Page 1 of 1
Strang Bugs in my OS
Posted: Thu Nov 01, 2018 9:06 am
by LIC
Hi all,
I am trying to develop a small kernel but run into several very strange bugs that I really don't understand.
The first main one is with isr handler, which is supposed to print the exception error message but prints the memory address 0x00000000 (I checked the asm code).
Then there is some strange behavior with the keyboard: when a key is pressed it prints the corresponding character (everything normal up to here) but then runs into GP fault, except for the 'L' key!!
And the most strange thing is that when I add/remove some files, or when I comment/uncomment some lines of code (even if these lines are executed after the buggy one), it "turns" on or off the bug/bugs I mentioned before...
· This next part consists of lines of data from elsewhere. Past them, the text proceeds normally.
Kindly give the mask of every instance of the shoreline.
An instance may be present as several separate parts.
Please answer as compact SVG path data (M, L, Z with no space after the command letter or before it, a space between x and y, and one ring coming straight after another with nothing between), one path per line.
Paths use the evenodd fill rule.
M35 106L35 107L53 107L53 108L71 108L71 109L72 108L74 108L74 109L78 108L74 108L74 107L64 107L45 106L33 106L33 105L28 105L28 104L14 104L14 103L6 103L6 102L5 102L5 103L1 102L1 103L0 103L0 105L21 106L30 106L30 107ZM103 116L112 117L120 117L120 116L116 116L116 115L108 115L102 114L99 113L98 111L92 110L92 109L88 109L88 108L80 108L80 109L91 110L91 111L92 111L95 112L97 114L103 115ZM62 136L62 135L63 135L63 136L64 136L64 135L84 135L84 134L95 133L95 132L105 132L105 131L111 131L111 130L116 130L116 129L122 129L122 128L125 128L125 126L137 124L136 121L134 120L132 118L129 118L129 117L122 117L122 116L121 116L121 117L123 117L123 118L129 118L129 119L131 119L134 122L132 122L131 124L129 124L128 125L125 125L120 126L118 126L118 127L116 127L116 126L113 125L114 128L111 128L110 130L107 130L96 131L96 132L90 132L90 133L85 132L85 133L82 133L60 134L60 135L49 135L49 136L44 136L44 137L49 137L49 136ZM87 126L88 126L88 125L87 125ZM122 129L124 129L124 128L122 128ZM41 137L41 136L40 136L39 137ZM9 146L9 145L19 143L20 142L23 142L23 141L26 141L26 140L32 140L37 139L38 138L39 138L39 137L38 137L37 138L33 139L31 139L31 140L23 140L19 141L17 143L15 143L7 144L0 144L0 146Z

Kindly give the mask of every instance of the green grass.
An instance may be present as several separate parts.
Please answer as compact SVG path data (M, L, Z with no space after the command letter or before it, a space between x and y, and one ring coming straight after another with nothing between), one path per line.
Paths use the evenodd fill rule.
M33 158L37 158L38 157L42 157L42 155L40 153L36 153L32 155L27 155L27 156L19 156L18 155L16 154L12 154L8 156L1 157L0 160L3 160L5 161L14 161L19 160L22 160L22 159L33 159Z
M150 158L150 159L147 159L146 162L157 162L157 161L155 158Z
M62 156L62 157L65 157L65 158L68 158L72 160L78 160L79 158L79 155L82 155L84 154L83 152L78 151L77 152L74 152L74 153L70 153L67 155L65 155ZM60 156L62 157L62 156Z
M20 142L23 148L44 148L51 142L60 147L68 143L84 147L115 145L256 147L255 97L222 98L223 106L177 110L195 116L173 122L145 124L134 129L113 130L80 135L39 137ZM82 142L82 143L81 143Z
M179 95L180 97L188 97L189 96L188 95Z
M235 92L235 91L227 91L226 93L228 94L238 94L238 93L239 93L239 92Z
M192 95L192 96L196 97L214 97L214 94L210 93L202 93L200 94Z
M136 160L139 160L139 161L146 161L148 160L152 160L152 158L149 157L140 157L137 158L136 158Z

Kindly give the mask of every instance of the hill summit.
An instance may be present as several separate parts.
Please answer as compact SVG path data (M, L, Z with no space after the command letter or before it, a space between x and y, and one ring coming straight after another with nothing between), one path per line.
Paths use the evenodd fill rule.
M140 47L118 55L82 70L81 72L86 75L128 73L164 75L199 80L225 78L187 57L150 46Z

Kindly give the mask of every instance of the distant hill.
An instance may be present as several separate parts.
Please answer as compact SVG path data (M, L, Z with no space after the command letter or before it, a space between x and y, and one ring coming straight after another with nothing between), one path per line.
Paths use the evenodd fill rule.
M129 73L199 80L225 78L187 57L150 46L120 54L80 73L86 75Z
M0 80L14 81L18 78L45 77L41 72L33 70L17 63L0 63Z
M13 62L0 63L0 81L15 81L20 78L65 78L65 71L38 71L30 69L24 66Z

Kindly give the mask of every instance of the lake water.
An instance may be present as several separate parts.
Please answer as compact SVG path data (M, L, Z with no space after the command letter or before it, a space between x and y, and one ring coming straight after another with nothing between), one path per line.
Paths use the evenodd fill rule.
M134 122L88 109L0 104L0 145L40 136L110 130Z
Here is a link to my complete kernel code:
https://github.com/leonard-limon/osdev
Does anyone have an explanation or even a clew to these strange bugs?
Regards
Re: Strang Bugs in my OS
Posted: Thu Nov 01, 2018 10:35 am
by lkurusa
This looks like your code is overwriting something either via a stack overflow or a mis/unchecked pointer. Good luck finding the bug!
Re: Strang Bugs in my OS
Posted: Thu Nov 01, 2018 10:54 am
by LIC
hi and thanks for your reply.
I'm afraid this is not a stack overflow issue because that stack pointer when the bug occurs is 0x1ff7c and the kernel code only goes to roughly 0x8000...
Tell me if you think I am wrong
Re: Strang Bugs in my OS
Posted: Thu Nov 01, 2018 11:08 am
by eryjus
I tend to agree with lkurusa. This sounds like a stack problem to me as well -- such as alignment or overwriting or structure packing discrepancy in asm vs C. For example are you pushing your segment registers in asm and expecting them to be 16 bits in a C structure?
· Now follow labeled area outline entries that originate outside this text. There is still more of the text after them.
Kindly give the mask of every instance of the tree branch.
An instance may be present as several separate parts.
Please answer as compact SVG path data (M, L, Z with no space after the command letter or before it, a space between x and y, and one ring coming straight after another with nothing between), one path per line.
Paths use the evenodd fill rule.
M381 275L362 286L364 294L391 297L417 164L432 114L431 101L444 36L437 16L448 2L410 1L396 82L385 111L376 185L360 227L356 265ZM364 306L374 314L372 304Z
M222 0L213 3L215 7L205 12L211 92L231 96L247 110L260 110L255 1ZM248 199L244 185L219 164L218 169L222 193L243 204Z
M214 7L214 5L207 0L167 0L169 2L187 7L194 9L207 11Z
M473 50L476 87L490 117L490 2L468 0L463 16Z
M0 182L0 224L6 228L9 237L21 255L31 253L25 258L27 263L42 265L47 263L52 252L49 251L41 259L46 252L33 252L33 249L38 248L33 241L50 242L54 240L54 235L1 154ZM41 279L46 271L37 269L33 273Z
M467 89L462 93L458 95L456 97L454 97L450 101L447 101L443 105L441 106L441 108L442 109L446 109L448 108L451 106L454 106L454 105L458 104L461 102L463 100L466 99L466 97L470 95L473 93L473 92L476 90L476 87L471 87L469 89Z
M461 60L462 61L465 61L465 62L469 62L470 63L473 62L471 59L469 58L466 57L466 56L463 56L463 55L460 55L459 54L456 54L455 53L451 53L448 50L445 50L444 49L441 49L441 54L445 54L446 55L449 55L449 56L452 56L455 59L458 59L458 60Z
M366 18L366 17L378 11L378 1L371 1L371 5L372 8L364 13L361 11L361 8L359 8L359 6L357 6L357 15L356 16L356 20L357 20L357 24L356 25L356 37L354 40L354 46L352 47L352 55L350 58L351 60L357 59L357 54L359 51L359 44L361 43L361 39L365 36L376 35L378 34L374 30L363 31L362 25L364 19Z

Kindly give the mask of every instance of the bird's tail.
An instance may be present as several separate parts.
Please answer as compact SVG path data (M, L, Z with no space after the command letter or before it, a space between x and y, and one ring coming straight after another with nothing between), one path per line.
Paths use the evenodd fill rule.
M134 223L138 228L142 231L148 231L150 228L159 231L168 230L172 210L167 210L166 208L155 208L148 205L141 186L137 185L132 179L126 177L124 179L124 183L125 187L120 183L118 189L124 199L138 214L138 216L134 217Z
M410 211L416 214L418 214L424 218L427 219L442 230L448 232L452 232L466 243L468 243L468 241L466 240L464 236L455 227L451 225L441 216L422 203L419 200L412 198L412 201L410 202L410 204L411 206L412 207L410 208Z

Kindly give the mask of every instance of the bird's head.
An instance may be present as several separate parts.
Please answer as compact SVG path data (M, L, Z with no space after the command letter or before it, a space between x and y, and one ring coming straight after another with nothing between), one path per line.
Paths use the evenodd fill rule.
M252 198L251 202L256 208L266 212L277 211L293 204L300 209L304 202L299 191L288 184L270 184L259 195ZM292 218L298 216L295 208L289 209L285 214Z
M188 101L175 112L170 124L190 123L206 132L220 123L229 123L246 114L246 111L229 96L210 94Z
I would get a copy of Bochs and use the internal debugger to step-check your code. If you still need help, some more specifics would help.
Re: Strang Bugs in my OS
Posted: Thu Nov 01, 2018 12:59 pm
by PoisonNinja
Hey, it looks like you’re passing the registers by value to the interrupt handler so when you return the values are corrupted since functions are allowed to modify their parameters.
Maybe try using a pointer to the registers you pushed onto the stack.
Re: Strang Bugs in my OS
Posted: Thu Nov 01, 2018 5:15 pm
by MichaelPetch
I'd start earlier in the process. Given that removing and deleting files may make things work, i'd make sure the bootloader is actually reading the entire kernel into memory. One likely candidate is that your kernel image is larger than the number of 512 byte sectors you load.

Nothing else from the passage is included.